This is a tutorial for writing reports with the R package
papaja.
But why write in R in the first place? Why use
papaja?
Advantages:
Formatting looks beautiful without much effort needed.
Conform to APA style (6th version). papaja is short
for Preparing APA Journal Articles.
No need to go back and forth between R and Word to update figures and results.
Results are more reproducible with all data and analysis codes available in the document.
Disadvantages:
Learning curve is steeper at the start.
Need latex knowledge if you want to achieve something more complicated.
No grammar checker (Grammarly I’m looking at you), spelling corrector is not great.
With Github, collaboration and change tracking are possible. But, I haven’t found a nice way to share and receive feedback.
Hope this gives you some motivation to learn papaja!
Below are the learning objectives for this tutorial:
1. Install the package, and apply the template.
2. Know what YAML is, and apply basic changes.
3. Create in-text citations and bibliography with the help of Zotero/.bib file.
4. Understand how to print variable values in text.
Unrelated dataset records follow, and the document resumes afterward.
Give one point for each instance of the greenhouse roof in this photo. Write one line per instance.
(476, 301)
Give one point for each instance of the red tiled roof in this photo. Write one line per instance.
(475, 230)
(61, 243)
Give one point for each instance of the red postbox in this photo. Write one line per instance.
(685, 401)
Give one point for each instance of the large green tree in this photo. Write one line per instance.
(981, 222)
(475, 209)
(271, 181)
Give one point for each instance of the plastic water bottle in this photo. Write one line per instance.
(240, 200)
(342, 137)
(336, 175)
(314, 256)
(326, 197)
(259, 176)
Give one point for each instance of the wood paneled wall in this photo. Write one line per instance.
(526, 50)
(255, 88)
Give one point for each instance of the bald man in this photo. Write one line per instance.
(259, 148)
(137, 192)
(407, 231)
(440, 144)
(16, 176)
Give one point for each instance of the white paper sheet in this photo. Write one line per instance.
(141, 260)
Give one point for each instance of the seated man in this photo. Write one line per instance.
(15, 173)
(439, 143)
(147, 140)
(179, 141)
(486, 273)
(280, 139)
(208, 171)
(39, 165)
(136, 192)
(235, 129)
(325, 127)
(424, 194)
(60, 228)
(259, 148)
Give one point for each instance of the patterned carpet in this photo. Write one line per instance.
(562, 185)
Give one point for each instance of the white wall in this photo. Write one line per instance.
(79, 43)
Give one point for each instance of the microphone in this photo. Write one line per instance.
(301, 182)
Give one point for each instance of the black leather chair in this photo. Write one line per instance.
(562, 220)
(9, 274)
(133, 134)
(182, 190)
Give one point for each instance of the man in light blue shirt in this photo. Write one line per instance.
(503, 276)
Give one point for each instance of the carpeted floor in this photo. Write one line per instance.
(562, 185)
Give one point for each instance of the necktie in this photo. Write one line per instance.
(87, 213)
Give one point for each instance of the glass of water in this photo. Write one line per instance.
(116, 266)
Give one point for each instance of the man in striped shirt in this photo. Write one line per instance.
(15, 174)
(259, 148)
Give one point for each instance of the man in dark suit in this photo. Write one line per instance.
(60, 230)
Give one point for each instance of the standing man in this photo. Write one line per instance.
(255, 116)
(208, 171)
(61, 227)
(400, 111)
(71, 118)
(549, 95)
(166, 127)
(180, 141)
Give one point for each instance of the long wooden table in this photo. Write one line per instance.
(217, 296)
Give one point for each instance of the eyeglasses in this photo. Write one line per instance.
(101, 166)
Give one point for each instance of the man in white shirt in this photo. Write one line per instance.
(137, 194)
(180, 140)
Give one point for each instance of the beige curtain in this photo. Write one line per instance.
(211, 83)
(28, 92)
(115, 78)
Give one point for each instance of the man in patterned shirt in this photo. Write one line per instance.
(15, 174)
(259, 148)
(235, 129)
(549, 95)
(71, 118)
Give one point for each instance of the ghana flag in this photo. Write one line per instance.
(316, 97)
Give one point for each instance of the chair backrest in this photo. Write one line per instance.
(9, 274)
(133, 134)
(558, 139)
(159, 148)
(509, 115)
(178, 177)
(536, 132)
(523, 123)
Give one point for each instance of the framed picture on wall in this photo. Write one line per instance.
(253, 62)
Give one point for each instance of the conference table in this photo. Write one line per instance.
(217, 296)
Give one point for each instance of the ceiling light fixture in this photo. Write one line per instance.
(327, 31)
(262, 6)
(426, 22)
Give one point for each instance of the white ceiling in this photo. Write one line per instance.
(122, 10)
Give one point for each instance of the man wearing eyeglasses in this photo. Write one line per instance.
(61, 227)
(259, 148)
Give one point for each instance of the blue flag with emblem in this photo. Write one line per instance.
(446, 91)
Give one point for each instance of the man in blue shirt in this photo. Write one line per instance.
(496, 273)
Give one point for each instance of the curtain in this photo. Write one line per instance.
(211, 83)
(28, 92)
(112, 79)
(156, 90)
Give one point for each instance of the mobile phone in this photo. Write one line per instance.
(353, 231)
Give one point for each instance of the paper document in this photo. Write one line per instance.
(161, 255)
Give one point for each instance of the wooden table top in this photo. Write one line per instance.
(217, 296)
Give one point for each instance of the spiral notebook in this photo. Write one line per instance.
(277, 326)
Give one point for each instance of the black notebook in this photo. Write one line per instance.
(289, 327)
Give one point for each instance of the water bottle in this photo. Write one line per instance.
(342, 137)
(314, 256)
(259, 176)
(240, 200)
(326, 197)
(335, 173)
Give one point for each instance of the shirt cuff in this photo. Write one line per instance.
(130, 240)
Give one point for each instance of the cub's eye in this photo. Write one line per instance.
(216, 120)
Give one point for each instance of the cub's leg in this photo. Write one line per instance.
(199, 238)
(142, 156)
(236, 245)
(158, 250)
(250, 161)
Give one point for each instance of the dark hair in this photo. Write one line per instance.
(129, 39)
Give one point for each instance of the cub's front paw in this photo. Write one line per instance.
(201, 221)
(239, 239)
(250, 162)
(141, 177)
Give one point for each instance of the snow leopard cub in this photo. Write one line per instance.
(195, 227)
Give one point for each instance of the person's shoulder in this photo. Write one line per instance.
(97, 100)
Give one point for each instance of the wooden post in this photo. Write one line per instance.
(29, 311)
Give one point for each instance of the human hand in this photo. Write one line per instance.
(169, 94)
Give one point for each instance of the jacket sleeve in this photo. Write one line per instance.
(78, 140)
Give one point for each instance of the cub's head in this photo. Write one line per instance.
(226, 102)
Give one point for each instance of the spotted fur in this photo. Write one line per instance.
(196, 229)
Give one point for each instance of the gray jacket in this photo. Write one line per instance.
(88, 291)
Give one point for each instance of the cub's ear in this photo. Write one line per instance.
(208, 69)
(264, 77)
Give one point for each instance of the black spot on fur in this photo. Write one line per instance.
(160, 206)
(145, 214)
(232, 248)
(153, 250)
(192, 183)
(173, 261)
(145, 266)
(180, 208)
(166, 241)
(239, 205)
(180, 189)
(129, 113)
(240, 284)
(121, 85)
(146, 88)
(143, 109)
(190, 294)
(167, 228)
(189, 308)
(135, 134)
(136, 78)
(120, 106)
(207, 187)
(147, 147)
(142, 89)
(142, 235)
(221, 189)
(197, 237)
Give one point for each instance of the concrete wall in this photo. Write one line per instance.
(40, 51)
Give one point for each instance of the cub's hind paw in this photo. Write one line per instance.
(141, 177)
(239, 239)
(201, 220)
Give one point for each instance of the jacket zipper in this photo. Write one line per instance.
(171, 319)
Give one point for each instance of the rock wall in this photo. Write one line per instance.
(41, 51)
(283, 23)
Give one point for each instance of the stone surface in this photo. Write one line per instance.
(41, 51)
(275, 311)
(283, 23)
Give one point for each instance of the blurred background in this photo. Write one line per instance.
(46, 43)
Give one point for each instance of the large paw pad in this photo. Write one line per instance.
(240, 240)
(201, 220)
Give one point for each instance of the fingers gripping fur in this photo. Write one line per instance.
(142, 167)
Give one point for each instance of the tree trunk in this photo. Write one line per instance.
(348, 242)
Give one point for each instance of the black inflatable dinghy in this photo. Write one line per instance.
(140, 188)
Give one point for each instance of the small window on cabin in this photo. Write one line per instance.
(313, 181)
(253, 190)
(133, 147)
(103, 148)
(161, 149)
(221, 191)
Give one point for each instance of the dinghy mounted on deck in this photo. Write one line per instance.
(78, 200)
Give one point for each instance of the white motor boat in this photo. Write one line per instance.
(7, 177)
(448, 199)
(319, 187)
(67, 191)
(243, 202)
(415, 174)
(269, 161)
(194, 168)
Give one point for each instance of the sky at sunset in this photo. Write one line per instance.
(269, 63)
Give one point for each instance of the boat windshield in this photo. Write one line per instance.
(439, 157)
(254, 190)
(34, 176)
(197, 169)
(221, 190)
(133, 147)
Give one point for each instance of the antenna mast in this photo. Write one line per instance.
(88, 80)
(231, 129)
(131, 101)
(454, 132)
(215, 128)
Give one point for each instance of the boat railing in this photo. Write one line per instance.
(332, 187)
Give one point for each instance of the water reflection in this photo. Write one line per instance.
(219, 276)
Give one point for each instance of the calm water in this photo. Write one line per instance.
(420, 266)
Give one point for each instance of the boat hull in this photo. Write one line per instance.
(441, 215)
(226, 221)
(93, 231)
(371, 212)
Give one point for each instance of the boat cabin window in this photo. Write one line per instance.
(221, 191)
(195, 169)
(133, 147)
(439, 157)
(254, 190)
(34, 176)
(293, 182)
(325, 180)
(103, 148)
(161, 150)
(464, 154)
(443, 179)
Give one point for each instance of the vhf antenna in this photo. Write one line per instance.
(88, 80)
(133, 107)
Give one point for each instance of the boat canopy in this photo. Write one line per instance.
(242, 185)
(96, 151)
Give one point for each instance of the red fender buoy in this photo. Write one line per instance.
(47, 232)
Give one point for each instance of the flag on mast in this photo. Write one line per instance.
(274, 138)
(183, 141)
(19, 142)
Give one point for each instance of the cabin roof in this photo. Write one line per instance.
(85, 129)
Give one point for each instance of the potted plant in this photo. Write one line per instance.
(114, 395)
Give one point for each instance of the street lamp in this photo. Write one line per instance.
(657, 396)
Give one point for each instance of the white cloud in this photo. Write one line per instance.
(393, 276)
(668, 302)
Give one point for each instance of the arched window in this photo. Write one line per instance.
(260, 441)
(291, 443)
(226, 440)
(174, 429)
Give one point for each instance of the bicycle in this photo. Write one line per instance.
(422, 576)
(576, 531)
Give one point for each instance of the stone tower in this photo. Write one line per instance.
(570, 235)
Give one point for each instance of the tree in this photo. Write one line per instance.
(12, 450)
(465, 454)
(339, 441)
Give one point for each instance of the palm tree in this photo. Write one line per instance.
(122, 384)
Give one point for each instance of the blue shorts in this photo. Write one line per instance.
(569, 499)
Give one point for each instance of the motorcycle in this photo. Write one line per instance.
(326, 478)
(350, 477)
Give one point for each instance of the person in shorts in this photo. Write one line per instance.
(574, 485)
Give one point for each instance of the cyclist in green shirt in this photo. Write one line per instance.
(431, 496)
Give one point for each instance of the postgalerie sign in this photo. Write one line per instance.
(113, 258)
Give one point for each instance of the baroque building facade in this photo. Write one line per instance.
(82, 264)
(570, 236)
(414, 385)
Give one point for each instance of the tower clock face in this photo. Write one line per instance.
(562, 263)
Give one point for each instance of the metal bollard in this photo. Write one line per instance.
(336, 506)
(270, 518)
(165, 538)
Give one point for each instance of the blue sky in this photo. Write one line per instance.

To follow this tutorial, you’ll need:
R and R Studio, for sure. I recommend updating R Studio to a version greater than v1.4, as the visual markdown editor is very useful.
R Markdown
Zotero (optional)
Some basic knowledge of the R Studio interface
Let’s start by creating a new project and installing the required packages.
Create a new project: File –> New Project –> New Directory –> New Project.
Let’s name this project papaja_tutorial, and put it in a
place you know of.
To knit markdown files into PDFs, you’ll need the
tinytex package. Install tinytex by running
the following line in the R console:
if(!requireNamespace("tinytex", quietly = TRUE)) install.packages("tinytex")
Troubleshooting: if you see the error message “/usr/local/bin not writable” like I did, run these lines in the terminal, not in R console (reference):
[ -e /usr/local/bin ] || sudo mkdir -p /usr/local/bin
sudo chown -R `whoami`:admin /usr/local/bin
~/Library/TinyTeX/bin/*/tlmgr path add
Alternatively, you may also consider MikTeX for Windows, MacTeX for Mac, or TeX Live for Linux. See the papaja manual for details.
Run these lines in the console to install papaja:
if(!requireNamespace("remotes", quietly = TRUE)) install.packages("remotes")
remotes::install_github("crsh/papaja")
Now, let’s explore the APA-style template that papaja
has offered!
Create a new markdown using the template: File –> New File –> R Markdown –> From Template –> scroll down to find “APA-style manuscript” –> click “OK”
Let’s take a look at the markdown we’ve just created. If you are using the new version of R Studio with a visual markdown editor, switch to the source editor at this point.
At the top of the markdown, from Line 1 to 65, we can see the general information about this paper and some formatting parameters. This section is called YAML header and it controls the style of the paper. YAML header is always enclosed in triple dashes “—” on either side.
We’ll come back to YAML later! But now let’s move on to the next chunk.
library("papaja")
r_refs("r-references.bib")
The above chunk loads the package papaja, and generates
a reference file called r-references.bib for R and all R packages used
in this paper. Let’s add another package here too to see how it looks.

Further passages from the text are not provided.